Wednesday, July 13, 2005

Office Door Politics

I recently finished my first year of graduate school. It had been some time since I had traversed the halls of academia. But in traversing those halls—particularly the halls housing offices of various professors, lecturers and teaching assistants—I noticed that a fair number of those doors were festooned with political cartoons, articles, and slogans.

I think politicizing one’s office door is completely inappropriate, at least at a university.

My view on this has nothing to do with the politics of the “posters." Rather, I am more concerned that the“posting” instructors seem to have forgotten what their primary function is: to educate, help, and nurture their students—not indulge publicly (and thus professionally) in personal political crusades. They would also do well to remember that some of their students might not share their political views. Finally, they would do well to remember that maybe, just maybe, some of the overtly political statements plastered on their office doors might intimidate some of their students, which is the last thing that should happen in a university environment.

In the humanities departments we deal with current events, politics and other subjective topics. For argument’s sake, let’s say Professor Schmo is an ultra conservative professor (I know, a conservative professor in the humanities sounds like an oxymoron, but let’s just pretend …), and that the stuff hanging on his office door makes it abundantly clear where he stands. Let’s also imagine that Professor Schmo has tasked his students to write a paper analyzing the pros and cons of the recent war in Iraq.

Next, imagine a young freshman, 18 years old, holds views that are critical of that war. This freshman wants to consult with Professor Schmo about her paper, but upon knocking on Schmo’s office door, the young nervous freshman is bombarded with Professor Schmo’s strident views, views that are completely at odds with her own.

She finds herself intimidated before she’s even opened her mouth. She worries that she might be ridiculed because of her views. She begins to question her ability to develop sophisticated opinions on important, complex issues. After all, the sage professor—who seems to know so much about everything, who is far more educated than she is—obviously disagrees with her, so maybe she is wrong and he is right? Or, perhaps she worries that the professor may quietly dislike her as a person: she’s liberal and pro-choice; his office door literature makes it clear that he thinks abortion is murder; does he view his pro-choice student as a supporter of baby-murder? She wonders about this. Worse, she wonders if she could be penalized grade-wise because of her dissenting views. Professor Schmo might be professional to a T when it comes to dispassionately grading a student on the merit of their work—and nothing else—but if the student doesn’t know this, and if their mind is filled with all sorts of worries owing to an instructor’s office door literature, then a terrible wrong has been committed.

Unless a student is a raving racist or completely out of touch conspiracy theorist, they should never have to worry or feel intimidated about approaching an instructor.
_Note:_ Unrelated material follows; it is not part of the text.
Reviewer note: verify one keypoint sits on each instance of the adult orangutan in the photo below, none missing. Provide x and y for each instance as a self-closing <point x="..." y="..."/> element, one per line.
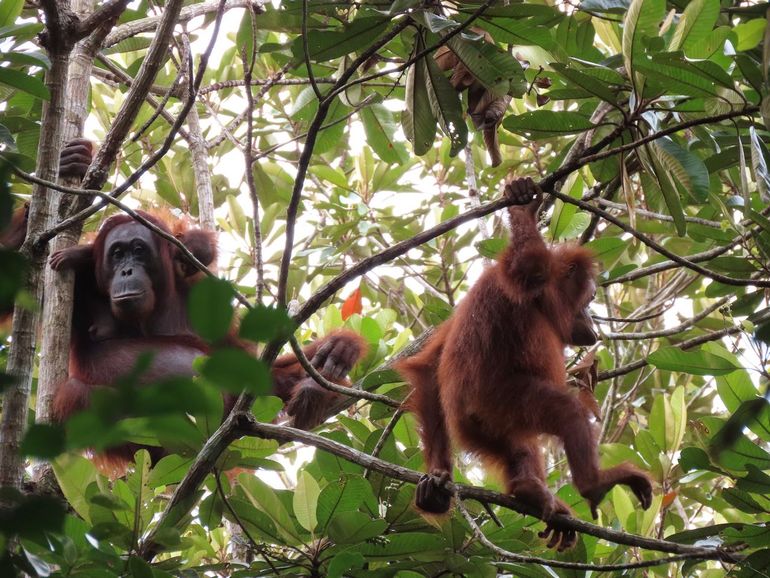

Yes, students should be challenged, their minds opened to new ideas, but they should not feel coerced in the process. Plastering an office door with strident political messages is subtly coercive, or maybe not so suble. Either way, it has no place in academia.


Blogger airforcewife said...

Isn't it interesting that festooning one's door - and even one's office - with highly charged political views is not allowed in most businesses? I read story after story about people not being allowed to bring their signs to work during the election.

And, yet, somehow university profs find themselves oustide this common courtesy.

Big fish/small pond/delusions of grandeur.

8:46 PM  
Anonymous evariste said...

It's a blatant bully environment.

8:53 PM  
Blogger roya parsay said...

HELLO I am a Muslim and always wanted to go to Israel,but as I decide something happens there. And also I feel my heart beats faster when I start to think about it. I dont want secret service follow me knowing I am a Muslim thou I like Menashe Amir this radio announcer and like t meet him. I hope Israelis get to travel too.

10:25 PM  
Blogger semite1973 said...

Darood Roya Parsay,

I understand your concern. If you are serious about visiting Israel, I would suggest you contact the nearest local Israeli embassy or counsulate. This way you can let them know about your concerns and they can check-out your background. Once they see that you're just a curious tourist, perhaps they will be able to notify authorities in Israel, specifically at the airport, to let them know that you are not a security threat. Another thing you might want to do is contact some Persian Jews that have Israeli citizenship and see if they can help you.

I'd like to visit Iran, and I am confident that one day I will, but not until the government changes. Check back here often because eventually I'll blog about Iran, one of the country that I am fascinated about.